# Low profile left handed baitcaster recommendations



## Tailwaters (Apr 9, 2019)

I'm looking for a new low profile left handed bait caster for around $250 or less. Do you guys have any recommendations? It would be for inshore use casting topwater plugs to trout and reds.


----------



## WC53 (Dec 2, 2015)

I have the Lews custom inshore for about a year now. So far I like it. Well except for a brief foray into fluro lines.... picked a couple off ebay for a good price.


----------



## 18590 (Aug 21, 2017)

I'd look at the Shimano Curado DC for plugs at that price range.


----------



## marshrat (Feb 22, 2018)

I almost exclusively use LH baitcasters in the salt. My favorite so far are the Shimano Curado K and Tranx. I would buy both again, but the tranx wins by a nose for durability in the salt.


----------



## DBStoots (Jul 9, 2011)

I had a 13 Fishing bait caster--think it was the Concept A model--but bought a right hand retrieve and did not like that. Otherwise, it seemed like a great reel. Had it paired to a Falcon Lowrider rod--very nice set up.


----------



## marshrat (Feb 22, 2018)

I have a Concept A also. It's been very durable but does not perform as well as the Shimanos. It's still a good choice and has a slightly smaller form factor.


----------



## Zika (Aug 6, 2015)

I use a Shimano Chronarch CI4+ 151 for trout and reds for non-tournament trips. Holds plenty of line and excellent control adjustments. Super light and well-balanced.


----------



## EdK13 (Oct 3, 2013)

LEW'S TEAM LEW'S PRO-TI SLP CASTING REEL. 100.00 off.
https://www.americanlegacyfishing.com/lew-s-team-lew-s-pro-ti-slp-casting-reels.html


----------



## Zika (Aug 6, 2015)

EdK13 said:


> LEW'S TEAM LEW'S PRO-TI SLP CASTING REEL. 100.00 off.
> https://www.americanlegacyfishing.com/lew-s-team-lew-s-pro-ti-slp-casting-reels.html


Do real anglers fish purple reels?


----------



## LowHydrogen (Dec 31, 2015)

Zika said:


> Do real anglers fish purple reels?


No..


----------



## EdK13 (Oct 3, 2013)

Zika said:


> Do real anglers fish purple reels?


Smackdaddy likes his. But I am just too embarrassed to use my Prince reel...too pretty n' purple..
so its still an unused lefty.


----------



## Zika (Aug 6, 2015)

LowHydrogen said:


> No..
> View attachment 86146


LOL. My last Rottweiler had a Mr. Barnie stuff toy that was one of his favorites. But he was a mellow Devil Dog.


----------



## Tailwaters (Apr 9, 2019)

Thanks for the suggestions guys, big help!


----------



## Jason (Feb 9, 2016)

Lew’s Team Lite is tight in your budget and can’t beat that real. The custom inshore model has a weaker anti-reverse than other models for some odd reason.


----------



## Smackdaddy53 (Dec 31, 2012)

Zika said:


> Do real anglers fish purple reels?


Yep, sure do...unless qualifying as a “real angler” means wearing a flatbill cap, tournament jersey with a hundred sponsors and buying a skiff that costs as much as a house. 
This is by far the best baitcaster I’ve used and I’ve used and own(ed) just about every one including all the Lew’s that have come out over the last 7 years since I stopped buying Shimano junk. The Custom Inshore and Lite come in close 2nd and 3rd to this one.


----------



## Zika (Aug 6, 2015)

My Chronarchs and Metaniums are working just fine. You like purple, I like black, red and silver. It's all good.


----------



## Smackdaddy53 (Dec 31, 2012)

Zika said:


> My Chronarchs and Metaniums are working just fine. You like purple, I like black, red and silver. It's all good.

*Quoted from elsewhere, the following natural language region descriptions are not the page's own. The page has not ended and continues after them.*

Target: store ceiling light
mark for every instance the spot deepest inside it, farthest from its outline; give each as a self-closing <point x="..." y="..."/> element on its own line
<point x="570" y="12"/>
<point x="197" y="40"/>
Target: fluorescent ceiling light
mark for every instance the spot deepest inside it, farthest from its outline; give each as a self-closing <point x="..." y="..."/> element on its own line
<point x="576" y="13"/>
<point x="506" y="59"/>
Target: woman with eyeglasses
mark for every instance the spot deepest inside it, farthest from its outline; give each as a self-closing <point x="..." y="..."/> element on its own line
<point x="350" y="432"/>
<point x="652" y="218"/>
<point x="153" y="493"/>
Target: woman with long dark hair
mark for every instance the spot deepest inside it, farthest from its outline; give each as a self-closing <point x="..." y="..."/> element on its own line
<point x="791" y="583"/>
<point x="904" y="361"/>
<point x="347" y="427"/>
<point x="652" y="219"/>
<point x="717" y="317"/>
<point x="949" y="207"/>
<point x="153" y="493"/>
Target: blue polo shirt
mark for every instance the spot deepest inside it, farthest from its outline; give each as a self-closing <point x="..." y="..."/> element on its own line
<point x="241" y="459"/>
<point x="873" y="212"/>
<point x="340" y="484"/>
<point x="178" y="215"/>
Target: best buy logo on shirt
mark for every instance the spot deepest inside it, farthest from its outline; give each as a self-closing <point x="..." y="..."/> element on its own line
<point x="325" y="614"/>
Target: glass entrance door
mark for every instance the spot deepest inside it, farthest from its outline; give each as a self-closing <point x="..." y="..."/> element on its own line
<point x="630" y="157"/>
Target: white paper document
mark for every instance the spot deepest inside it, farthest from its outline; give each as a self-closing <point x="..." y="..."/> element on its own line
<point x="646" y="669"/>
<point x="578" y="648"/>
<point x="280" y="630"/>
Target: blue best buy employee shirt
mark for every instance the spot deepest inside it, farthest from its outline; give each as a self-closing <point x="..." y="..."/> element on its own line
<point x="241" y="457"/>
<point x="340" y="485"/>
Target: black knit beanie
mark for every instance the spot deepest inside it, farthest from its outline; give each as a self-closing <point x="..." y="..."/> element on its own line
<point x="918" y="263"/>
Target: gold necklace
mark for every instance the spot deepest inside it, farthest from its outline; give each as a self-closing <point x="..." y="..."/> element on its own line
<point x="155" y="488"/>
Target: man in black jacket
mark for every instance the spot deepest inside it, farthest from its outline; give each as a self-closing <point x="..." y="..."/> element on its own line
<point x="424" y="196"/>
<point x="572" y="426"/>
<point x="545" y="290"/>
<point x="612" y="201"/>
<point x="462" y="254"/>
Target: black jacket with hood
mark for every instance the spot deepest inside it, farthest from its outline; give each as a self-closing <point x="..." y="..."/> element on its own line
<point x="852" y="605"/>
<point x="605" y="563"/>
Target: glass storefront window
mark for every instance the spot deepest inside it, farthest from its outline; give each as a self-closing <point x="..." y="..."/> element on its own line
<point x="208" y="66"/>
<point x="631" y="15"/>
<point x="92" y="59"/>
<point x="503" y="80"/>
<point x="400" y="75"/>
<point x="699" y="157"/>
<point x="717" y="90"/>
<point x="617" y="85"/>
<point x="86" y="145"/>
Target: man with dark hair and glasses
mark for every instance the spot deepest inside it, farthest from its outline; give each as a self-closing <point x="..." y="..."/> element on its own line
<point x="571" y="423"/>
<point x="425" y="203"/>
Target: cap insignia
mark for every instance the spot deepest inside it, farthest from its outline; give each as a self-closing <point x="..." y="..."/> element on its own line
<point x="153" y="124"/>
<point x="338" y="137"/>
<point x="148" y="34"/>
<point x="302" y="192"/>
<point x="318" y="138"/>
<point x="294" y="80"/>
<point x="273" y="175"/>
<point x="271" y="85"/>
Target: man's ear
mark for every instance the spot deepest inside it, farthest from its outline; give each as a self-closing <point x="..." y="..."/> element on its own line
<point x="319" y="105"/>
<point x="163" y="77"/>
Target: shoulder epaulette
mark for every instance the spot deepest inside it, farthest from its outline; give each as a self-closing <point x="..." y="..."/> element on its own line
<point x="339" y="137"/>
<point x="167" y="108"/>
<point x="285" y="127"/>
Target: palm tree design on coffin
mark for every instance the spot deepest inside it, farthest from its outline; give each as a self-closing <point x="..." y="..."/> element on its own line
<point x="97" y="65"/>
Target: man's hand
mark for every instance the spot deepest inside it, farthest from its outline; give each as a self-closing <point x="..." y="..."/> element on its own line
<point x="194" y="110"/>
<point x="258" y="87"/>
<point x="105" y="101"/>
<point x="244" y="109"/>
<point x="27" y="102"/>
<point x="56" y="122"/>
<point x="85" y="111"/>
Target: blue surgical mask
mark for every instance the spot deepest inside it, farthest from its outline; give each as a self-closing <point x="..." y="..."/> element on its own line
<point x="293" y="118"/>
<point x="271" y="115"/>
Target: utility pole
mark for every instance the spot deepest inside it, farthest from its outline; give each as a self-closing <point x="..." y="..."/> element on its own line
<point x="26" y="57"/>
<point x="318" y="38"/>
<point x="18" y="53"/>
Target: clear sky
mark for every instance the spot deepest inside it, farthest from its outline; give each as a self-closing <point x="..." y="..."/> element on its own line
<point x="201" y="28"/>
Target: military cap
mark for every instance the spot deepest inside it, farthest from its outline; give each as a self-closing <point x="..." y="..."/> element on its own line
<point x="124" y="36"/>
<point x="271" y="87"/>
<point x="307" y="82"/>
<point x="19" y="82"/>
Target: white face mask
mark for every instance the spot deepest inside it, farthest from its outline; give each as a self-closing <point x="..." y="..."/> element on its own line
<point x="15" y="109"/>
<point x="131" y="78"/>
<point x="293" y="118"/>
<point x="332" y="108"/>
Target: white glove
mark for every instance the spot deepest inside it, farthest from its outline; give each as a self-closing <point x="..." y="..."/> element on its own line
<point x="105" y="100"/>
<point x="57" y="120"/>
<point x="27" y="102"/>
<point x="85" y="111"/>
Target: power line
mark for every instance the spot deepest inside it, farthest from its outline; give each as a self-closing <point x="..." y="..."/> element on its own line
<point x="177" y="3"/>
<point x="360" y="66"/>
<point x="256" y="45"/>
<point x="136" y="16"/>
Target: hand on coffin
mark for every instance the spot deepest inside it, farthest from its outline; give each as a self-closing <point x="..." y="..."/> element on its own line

I still fish my Chronarch 100D7’s in winter when chunking Fatboys for trophy trout. I own 4 of them and believe they are all around the finest reel Shimano released. Too bad they stopped making them in 2006, just a solid reel and super light for their time.
I had a Metanium for one season and sold it because of the shallow, low capacity spool and I wore the aluminum gears out in less than a year of fishing only that reel. It was pretty and light. I CPRd a 30 1/2” trout on it in April 2015, she almost spooled me...


----------



## WC53 (Dec 2, 2015)

Smackdaddy53 said:


> Yep, sure do...unless qualifying as a “real angler” means wearing a flatbill cap, tournament jersey with a hundred sponsors and buying a skiff that costs as much as a house.
> This is by far the best baitcaster I’ve used and I’ve used and own(ed) just about every one including all the Lew’s that have come out over the last 7 years since I stopped buying Shimano junk. The Custom Inshore and Lite come in close 2nd and 3rd to this one.


Any difference in Al gears for the Pro-ti vs brass for the Custom Inshore? The CI was on of my first LP casters (from older Calcutta and Abu) and I have been pretty impressed with it. Sale on the Pro is pretty nice, been looking at tranx 200 also


----------



## Smackdaddy53 (Dec 31, 2012)

WC53 said:


> Any difference in Al gears for the Pro-ti vs brass for the Custom Inshore? The CI was on of my first LP casters (from older Calcutta and Abu) and I have been pretty impressed with it. Sale on the Pro is pretty nice, been looking at tranx 200 also


The Pro Ti has been super smooth and no “geary” feel like you get with other aluminum geared reels after a little use. My Metanium felt like a boat trailer winch in less than a couple of months of use. The brass gears are a little heavier than aluminum so that’s some of the weight difference right there. The Pro Ti also has a different magnetic braking system than the Custom Inshore that allows super fine tuning which allows more precise control when changing lures and conditions.


----------



## TravHale (May 17, 2019)

I have a few of these--but there are newer models out now. Other than the level wind guide corroding (doesn't effect performance) they have been great. 

https://www.amazon.com/Lews-Fishing-Speed-Spool-Baitcast/dp/B012BGIBO2


----------



## SymmFish (Aug 28, 2018)

Another vote for Lews Custom Inshore. Especially when matched with a @Smackdaddy53 custom rod


----------



## Smackdaddy53 (Dec 31, 2012)

SymmFish said:


> Another vote for Lews Custom Inshore. Especially when matched with a @Smackdaddy53 custom rod


Zephyr Cove Customs baby!


----------